1 Şubat 2012 Çarşamba

Pencerenin dışı...





Dört bir yana büyüyen Şehrin göbeğindekiler, uç noktalarında yaşayanlar!
12 Ocak tarihli "Emek-Ekmek" adlı yazımda şöyle yazmıştım :




Kış nereden baksanız iki ay daha devam edecek...dışarıda yaşamak zorunda olan insanlara yardım elini uzatalım...
sokak hayvanlarını, barınaklarda uygunsuz şartlarda ve aç olanları , karla kaplı yerlerde bir çok canlıların yiyecek bulamadığını düşünüp onlara yardım edelim...onları yaşatmak için bir lokma eksik yesek ölür müyüz!
Dün akşam geç bir saatte aradığım sevgili Hakan Ertem kardeşim de düşmüş yollara... bir kediyle dönmüş eve ve burada "Beylikdüzü'nde hayvanlar donuyor ve açlar ...şimdi bir şeyler yazıp paylaşayım, bir iki hayvanı besleyip, bir gecelik de olsa içeri alsalar kardır" dedi... sağ olsun yazmış yazmasına da kaç kişiye ulaştı, kaç kişi baktı, okudu, dışarı çıktı ve duyarlı bir vatandaş ve hayvan severden bekleneni yaptı acaba...Dün yine Facebook'ta sevgili İsmet de bir fotoğraf ve yazı paylaşmıştı; sokak hayvanları için duyarlı olmaya çağırıyordu...belki ancak onlarca insan bu konuda birşeyler yaptı ama nasılda müteşşekkir oldu o zavallıcıklar onlara bakıp doyuranlara... yaşamayan bilemez. 
   








Köpekler kışın yağlanırlarmış, o yüzden kedilere göre köpeklerin dayanıklılığı daha fazla ama aç kalmalarını istemeyiz! o zaman direnç düşüyor. En çok üşüyenler her yerde karşılaşabileceğimiz kediler...onu dışında kanatlı hayvanlar yiyecek bulabildikleri sürece kış koşullarına alışıklar...akşam penceremizin müdavimi iki "kumru"muzda kar yağışı altında ağaca tünediler kaldılar, gece uyandığımda dışarı baktım hala orada uyuyorlar ve üzerlerinde bir karış kar var...sabah ilk ışıklarla bir daha baktığımda, uyanmışlar, gerinip, silkeleniyorlardı. Sabah erkenden oğlum Deniz Poyraz ile kedi mamasını kaptığımız gibi sokak sokak gezdik...kapı önündekilere mahalleden bir kaç kişi ile iki katlı bir barınakçık yaptırmıştık, onların keyifleri yerinde...babam ve iki üç kişi daha düzenli besliyorlar. Bu arada sokağımızdaki manolya ağacının yazdan kalan  kırmızı tohumlarını iştahla yiyen baştan karalar, neşeli neşeli ötüyorlardı. Özetle karınlar tok olunca direnç artıyor ve onlar kadar biz de mutlu oluyoruz ..! 

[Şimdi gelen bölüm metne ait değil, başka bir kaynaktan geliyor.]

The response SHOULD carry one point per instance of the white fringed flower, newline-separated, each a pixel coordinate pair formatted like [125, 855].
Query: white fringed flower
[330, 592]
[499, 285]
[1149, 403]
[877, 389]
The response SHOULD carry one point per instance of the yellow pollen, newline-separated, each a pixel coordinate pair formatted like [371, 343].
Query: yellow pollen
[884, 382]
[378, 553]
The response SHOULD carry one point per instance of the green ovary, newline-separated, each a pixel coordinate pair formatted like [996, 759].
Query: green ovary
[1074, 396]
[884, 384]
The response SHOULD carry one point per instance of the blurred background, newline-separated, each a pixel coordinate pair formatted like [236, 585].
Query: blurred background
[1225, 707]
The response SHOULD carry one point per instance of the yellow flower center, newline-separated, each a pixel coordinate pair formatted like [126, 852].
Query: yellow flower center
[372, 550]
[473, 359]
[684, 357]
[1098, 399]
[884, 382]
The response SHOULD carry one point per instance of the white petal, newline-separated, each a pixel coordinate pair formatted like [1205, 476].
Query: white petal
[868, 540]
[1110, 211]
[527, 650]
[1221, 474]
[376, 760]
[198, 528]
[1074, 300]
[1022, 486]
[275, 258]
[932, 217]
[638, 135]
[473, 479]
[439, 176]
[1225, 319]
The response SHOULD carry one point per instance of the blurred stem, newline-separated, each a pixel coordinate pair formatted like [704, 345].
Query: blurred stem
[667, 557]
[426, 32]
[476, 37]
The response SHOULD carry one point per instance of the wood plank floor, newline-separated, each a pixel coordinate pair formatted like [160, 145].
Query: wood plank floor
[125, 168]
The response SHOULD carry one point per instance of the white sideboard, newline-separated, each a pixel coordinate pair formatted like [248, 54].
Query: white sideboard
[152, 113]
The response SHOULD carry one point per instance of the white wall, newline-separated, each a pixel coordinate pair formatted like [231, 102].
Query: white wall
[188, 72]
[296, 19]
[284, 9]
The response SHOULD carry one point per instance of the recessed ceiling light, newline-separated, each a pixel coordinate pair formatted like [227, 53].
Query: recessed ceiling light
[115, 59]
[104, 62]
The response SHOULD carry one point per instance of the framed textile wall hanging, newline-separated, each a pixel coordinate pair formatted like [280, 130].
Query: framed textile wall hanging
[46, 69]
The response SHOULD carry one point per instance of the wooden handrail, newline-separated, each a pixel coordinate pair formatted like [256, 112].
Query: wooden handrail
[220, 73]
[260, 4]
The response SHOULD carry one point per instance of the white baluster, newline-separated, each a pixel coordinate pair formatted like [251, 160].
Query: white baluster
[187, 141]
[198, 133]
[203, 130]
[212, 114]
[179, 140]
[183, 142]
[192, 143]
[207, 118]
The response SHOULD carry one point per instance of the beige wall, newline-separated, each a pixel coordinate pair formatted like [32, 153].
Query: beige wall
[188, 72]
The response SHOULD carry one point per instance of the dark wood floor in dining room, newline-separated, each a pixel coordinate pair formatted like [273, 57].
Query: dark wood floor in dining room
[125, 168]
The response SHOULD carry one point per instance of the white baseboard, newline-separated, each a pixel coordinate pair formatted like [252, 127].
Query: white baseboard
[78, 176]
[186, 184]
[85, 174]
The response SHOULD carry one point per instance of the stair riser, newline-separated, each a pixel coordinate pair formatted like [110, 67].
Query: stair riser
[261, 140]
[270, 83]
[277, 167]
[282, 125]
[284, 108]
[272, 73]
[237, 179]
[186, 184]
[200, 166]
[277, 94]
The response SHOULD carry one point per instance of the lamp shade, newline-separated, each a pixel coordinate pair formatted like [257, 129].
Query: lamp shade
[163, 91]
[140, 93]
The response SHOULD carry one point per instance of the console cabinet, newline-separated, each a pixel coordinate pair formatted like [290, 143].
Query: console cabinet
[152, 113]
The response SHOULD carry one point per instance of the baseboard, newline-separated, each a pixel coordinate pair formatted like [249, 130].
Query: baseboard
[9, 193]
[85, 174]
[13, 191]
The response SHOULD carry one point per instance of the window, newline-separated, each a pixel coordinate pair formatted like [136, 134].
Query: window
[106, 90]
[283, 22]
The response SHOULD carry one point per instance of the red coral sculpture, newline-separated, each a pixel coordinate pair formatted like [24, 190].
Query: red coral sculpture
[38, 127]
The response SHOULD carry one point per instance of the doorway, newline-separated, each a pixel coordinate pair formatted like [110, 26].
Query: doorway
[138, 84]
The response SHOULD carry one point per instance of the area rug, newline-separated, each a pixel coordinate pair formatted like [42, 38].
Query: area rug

Tuzla civarında Belediye ve hayvan severler ormanlık alanlara da yiyecek bırakmışlar...bu çok güzel! Şehrin doğası içinde de bir çok hayvan; yaban domuzu,  kurt, çakal, tilki, geyik, ayı ve daha bir çok memeli ve kemirgen yaşıyor...ayrıca her gün gördüğümüz, güvercin, kumru, serçe, martı, sığırcık, karga gibi çok bilinen kuşların dışında yerleşik, bölgesel göç yapan bir çok su kuşu; sakarmeke, bahri, karabatak, batağan, kuğu ve ördekler, ayrıca yırtıcılar: şahin, atmaca, kerkenez, doğan gibi...hepsi...her zaman göremesek de İstanbul'un bir yerlerinde kendi yaşam savaşlarını veriyorlar! O zaman ne yapıyoruz: arabası olanlar bagaja, çantası olanlar ya da poşet taşımaktan utanmayanlar içine bir iki parça ekmek, kalmış yemek ya da mama koyuyorlar...ve mutlaka onları verecek karla kaplı bir köşede bekleyen bir iki canlı buluyorlar...tamam mı!